National Gallery of Art, Washington,
D.C., Rosenwald Collection (B-19571).
dusky interiors. The drawing of a seated peasant (Fig. 7), dated June 26, 1877, more specifically suggests the figures that inhabit Günther's genre paintings. Here the fastidious drawing method is evident in the repeated sketches of the hands and in the portrait sketch in the upper center of the sheet, where the textures of hat, face, and shirt collar are all carefully distinguished.
The same attention to detail is found in the few paintings that survive from Corinth's years at the Königsberg Academy. They consist of a forest interior (B.-C. 1) conceived in the manner of Buchholz, the Cow Barn (B.-C. 2) already mentioned, and four portraits, including the ones he painted of his uncle and aunt in Moterau—all from the last two years at the academy. The small painting in Hamburg of an unidentified man (Fig. 8) exemplifies these early studies in oil. The averted gaze and inanimate expression indicate that Corinth grasped the sitter's image primarily in its characteristic form and appearance; the extreme close-up view allowed him to explore physiognomic details fully. The modeling is smooth and reveals a thorough understanding of the interaction of facial muscles and bone structure.

Figure 8
Lovis Corinth, Portrait of a Man , 1879. Oil on canvas on panel,
39.5 × 31.0 cm, B.-C. 3. HamburgerKunsthalle, Hamburg (2630).
Photo: Ralph Kleinhempel.
Corinth's studies in Königsberg ended abruptly in the spring of 1880 when Günther resigned from the academy.
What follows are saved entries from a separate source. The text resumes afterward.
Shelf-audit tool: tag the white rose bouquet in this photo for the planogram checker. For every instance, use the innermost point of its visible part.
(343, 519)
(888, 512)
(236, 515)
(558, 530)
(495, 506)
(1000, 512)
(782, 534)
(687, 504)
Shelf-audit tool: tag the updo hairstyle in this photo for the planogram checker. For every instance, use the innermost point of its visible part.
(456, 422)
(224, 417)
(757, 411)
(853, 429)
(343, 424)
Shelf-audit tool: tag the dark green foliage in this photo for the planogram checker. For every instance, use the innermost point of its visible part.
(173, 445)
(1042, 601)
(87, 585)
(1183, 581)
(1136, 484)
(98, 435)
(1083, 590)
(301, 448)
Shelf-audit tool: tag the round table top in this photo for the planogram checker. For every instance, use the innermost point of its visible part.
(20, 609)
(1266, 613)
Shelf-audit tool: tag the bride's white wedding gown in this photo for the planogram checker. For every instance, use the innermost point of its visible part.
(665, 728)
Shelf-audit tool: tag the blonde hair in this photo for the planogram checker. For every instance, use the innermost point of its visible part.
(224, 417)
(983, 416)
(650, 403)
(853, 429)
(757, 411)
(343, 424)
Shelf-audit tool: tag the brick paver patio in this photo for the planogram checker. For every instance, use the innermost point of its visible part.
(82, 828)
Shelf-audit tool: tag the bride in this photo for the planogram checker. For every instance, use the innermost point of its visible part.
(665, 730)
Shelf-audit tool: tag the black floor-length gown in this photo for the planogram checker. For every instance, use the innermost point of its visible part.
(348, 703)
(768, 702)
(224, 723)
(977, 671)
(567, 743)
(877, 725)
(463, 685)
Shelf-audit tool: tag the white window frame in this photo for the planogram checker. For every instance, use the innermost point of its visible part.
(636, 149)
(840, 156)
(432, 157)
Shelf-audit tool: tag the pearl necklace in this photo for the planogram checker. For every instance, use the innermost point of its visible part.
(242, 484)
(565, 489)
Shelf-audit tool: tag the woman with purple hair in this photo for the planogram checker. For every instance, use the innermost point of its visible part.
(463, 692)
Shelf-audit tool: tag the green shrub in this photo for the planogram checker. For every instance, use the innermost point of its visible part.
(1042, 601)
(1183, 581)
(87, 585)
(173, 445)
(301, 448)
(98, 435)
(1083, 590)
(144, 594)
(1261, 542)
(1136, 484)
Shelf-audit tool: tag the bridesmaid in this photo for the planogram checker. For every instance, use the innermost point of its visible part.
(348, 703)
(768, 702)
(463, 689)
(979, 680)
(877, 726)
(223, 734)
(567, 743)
From the beginning Günther's popularity had irritated his colleagues, and as his following continued to grow, they accused him of catering to the school's best students to gain the coveted position of academy director. Rather than endure such strife, he decided to return to the Weimar Academy, but not without assuring his devoted students of the best possible further training. Some followed him to Weimar; others went to Berlin. Corinth, on Günther's recommendation, was admitted to the studio of the celebrated Franz von Defregger at the academy in Munich.